On m'a raconté leur histoire vraiment exemplaire, non seulement en raison de leurs vertus respectives, comme il se doit pour la canonisation, mais également parce que la vie de ce prêtre et de sa première disciple raconte l'histoire d'une Italie, celle de la région de Vérone entre le XIXe siècle et le XXe siècle, profondément enracinée dans la tradition catholique, mais aussi dramatiquement pauvre et victime de la désagrégation sociale en raison de l'émigration forcée.
Outre les "vertus héroïques" des deux fondateurs, ce qui m'a frappé dans le récit de leur histoire, c'est de savoir qu'un peu plus de vingt ans après le début de la vie de l'Institut, 120 sœurs avaient participé à la Première Guerre mondiale en tant qu'infirmières. Personne ne sait ce qu'elles ont dû voir, vivre, souffrir, quelles sont les "vertus héroïques" qu'elles ont été en mesure de vivre dans ce drame démesuré que les livres d'histoire appellent la Première Guerre mondiale, mais que le Pape Benoît XV a plus justement défini comme le "massacre inutile".

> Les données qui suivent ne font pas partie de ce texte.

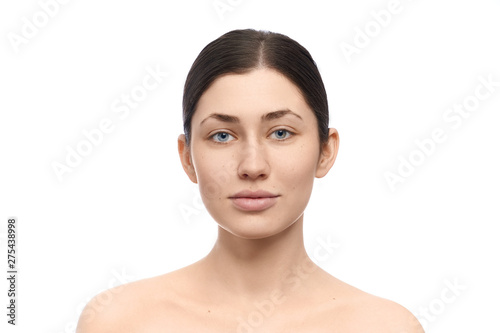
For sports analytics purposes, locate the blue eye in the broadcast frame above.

Il ne s'agit bien sûr que d'un exemple, mais il soulève cependant une question fondamentale et importante pour les catholiques: qui sont les saints? Même sous la forte pression critique de la Réforme luthérienne, l'Eglise catholique n'a jamais voulu renoncer à sa réserve précieuse d'hommes et de femmes qui, au cours de l'histoire, ont été considérés par l'autorité ecclésiastique comme dignes de l'honneur des autels.
Même la petite réforme tentée par Paul VI, qui visait à distinguer les figures réelles des figures légendaires, n'a pas réussi à ébranler la tradition profondément enracinée du culte de nombreux saints, mythiques peut-être, mais bien ancrés dans les différentes réalités territoriales, l'histoire des coutumes et les identités populaires. Le Magistère a toujours préféré s'engager à corriger les déviances et les abus éventuels plutôt que de renoncer à un élément considéré comme fondamental dans la pédagogie de la foi: par leur exemplarité, les saints sont des pierres milliaires qui montrent le chemin à tous ceux qui veulent suivre l'Evangile.
Et pourtant, même en ce qui concerne cette pratique de la foi catholique qu'est le culte des saints, quelque chose a changé et "mes" 120 Petites Sœurs de la Sainte Famille qui, même sans formation spécifique d'infirmière, se sont généreusement lancées dans le soulagement des blessures du massacre inutile, frappent, selon moi, aux portes de l'histoire de la sainteté pour faire reconnaître leur juste place. Pas par ambition, mais par justice. D'autre part, grâce au Concile, nous avons désormais pris conscience que, lorsque l'on fait de la sainteté le mérite d'un petit nombre, on dilapide son immense valeur au lieu de l'investir, et que la fidélité au don du baptême est plus importante que toute hiérarchie de la perfection.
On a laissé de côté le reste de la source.